Where should the plastics industry go?

Plastic type

The synthetic polymers produced globally are mainly polyolefin-polyethylene and polypropylene.

There are two types of polyethylene: "high density" and "low density." On a molecular scale, high-density polyethylene looks like a comb with regularly spaced short teeth. In contrast, the low-density version looks like a long-toothed comb with irregular spacing; if viewed from a height, it looks a bit like a river and its tributaries. Although they are all polyethylene, the difference in shape allows these materials to behave differently when molded into films or other products.

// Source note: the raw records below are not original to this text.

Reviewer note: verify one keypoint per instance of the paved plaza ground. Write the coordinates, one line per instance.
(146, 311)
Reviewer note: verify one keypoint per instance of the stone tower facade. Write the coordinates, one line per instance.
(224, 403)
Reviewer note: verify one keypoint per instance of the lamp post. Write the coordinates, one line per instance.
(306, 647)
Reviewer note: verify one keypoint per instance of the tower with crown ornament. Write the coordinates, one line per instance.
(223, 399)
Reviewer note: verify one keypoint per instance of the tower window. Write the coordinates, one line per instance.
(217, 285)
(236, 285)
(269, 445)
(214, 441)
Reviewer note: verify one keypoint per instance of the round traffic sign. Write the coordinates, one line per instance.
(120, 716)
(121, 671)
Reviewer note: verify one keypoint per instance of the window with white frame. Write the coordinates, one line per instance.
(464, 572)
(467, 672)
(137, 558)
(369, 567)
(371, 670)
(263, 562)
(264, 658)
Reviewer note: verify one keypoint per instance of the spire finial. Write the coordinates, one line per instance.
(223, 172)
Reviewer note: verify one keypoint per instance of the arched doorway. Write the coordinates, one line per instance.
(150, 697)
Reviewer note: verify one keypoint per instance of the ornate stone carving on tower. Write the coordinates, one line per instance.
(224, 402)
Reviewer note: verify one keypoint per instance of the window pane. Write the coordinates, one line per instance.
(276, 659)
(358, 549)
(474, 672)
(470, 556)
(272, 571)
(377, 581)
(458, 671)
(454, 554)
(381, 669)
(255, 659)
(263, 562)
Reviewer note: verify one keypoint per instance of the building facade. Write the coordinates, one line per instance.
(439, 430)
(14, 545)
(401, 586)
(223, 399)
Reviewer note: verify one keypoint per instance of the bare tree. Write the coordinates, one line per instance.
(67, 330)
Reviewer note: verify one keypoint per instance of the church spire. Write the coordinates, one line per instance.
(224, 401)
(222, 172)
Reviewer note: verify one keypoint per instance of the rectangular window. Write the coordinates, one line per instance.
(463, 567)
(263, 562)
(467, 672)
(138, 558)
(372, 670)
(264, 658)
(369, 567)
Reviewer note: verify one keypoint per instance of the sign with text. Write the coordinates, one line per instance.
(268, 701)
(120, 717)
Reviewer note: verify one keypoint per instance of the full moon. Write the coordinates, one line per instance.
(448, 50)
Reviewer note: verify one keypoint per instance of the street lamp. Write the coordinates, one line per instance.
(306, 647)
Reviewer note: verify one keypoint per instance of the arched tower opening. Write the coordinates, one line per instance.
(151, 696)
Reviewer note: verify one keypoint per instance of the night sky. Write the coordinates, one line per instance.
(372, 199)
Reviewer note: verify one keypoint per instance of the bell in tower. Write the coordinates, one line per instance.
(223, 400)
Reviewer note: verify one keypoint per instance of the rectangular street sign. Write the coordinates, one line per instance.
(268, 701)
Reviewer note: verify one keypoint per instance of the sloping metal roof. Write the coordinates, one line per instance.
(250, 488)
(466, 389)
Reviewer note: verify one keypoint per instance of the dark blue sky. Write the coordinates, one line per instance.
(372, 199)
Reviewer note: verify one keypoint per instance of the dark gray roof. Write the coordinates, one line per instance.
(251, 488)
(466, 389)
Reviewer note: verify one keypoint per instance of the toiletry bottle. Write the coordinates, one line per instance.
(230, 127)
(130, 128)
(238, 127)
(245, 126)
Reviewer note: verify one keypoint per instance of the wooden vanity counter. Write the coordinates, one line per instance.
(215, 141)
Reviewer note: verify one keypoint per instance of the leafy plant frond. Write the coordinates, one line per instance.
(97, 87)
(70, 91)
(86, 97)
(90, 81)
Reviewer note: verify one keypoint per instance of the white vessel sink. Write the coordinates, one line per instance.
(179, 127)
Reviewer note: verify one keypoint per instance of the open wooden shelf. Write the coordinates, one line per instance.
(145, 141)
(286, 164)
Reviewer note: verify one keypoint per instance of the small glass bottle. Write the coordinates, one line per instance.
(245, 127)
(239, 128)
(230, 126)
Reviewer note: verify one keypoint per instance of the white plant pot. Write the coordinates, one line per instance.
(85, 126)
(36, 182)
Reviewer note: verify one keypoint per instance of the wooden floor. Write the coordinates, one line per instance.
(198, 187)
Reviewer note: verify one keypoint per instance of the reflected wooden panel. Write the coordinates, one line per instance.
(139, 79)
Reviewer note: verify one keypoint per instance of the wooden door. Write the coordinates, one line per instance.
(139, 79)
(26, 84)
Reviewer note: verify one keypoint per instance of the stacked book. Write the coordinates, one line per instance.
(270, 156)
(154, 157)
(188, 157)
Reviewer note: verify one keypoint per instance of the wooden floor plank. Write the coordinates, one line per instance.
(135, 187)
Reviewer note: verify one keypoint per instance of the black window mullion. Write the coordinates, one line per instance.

There are several reasons for the advantages of polyolefins. First, they can be produced using relatively inexpensive natural gas. Second, they are the lightest synthetic polymers produced on a large scale; their density is so low that they can float. Third, polyolefins are resistant to damage from water, air, grease, and detergents—all of the problems these polymers can encounter when used. Finally, they are easily molded into products that are strong enough that the boxes made of them are not deformed in transport trucks that are exposed to the sun all day.

However, these materials have serious drawbacks. Their degradation rate is very slow, which means that polyolefins exist in the natural environment for decades to centuries. At the same time, waves and wind erosion mechanically wear them, creating particles that can be swallowed by fish and animals that move toward us along the food chain.

Recycling polyolefins is not as straightforward as people hope because of collection and cleaning problems. During reprocessing, oxygen and heat can cause long chain damage, while food and other materials can contaminate the polyolefin. Continued advances in chemistry have created new grades of polyolefins that increase strength and durability, but they cannot always be mixed with other grades during recycling. More importantly, polyolefins are often combined with other materials in multi-layer packaging; although these multilayers work well, they are not recyclable.

Due to the growing shortage of oil and natural gas, the production of polymers has been criticized. However, the proportion of natural gas or petroleum used to produce polymers is very low; less than 5% of the oil or natural gas produced each year is used to produce plastics. In addition, ethylene can be extracted from sugar cane ethanol, as Brazil's Braskem does commercially.

How to use plastic

Depending on the function, the package consumes a total of 35% to 45% of the total polymer. Polyester ethylene terephthalate dominates the beverage bottle and textile fiber markets.

Houses and civil buildings consume 20% of the total polymer produced, with PVC pipes predominating. PVC pipes are lightweight, can be glued without soldering or brazing, and are extremely resistant to the damaging effects of chlorine in water. But unfortunately, the chlorine atoms that give this advantage to PVC make recycling very difficult—mostly discarded at the end of their useful life.

Polyurethanes are a complete group of related polymers that are widely used in foam insulation materials and architectural coatings for household and electrical appliances.

The automotive industry uses more and more thermoplastics, primarily to reduce weight and achieve higher fuel efficiency standards. The EU estimates that 16% of the weight of a typical car is a plastic part, the most important being the interior parts and components.

More than 70 million tons of thermoplastics are used annually for textiles, mainly clothing and carpets. More than 90% of synthetic fibers (mainly polyterephthalate) are produced in Asia. The growth of synthetic fibers in clothing is at the expense of natural fibers such as cotton and wool, which require the production of large amounts of farmland. Clothing and carpets in the synthetic fiber industry have seen significant growth due to special performance requirements such as stretch, moisture wicking and breathability.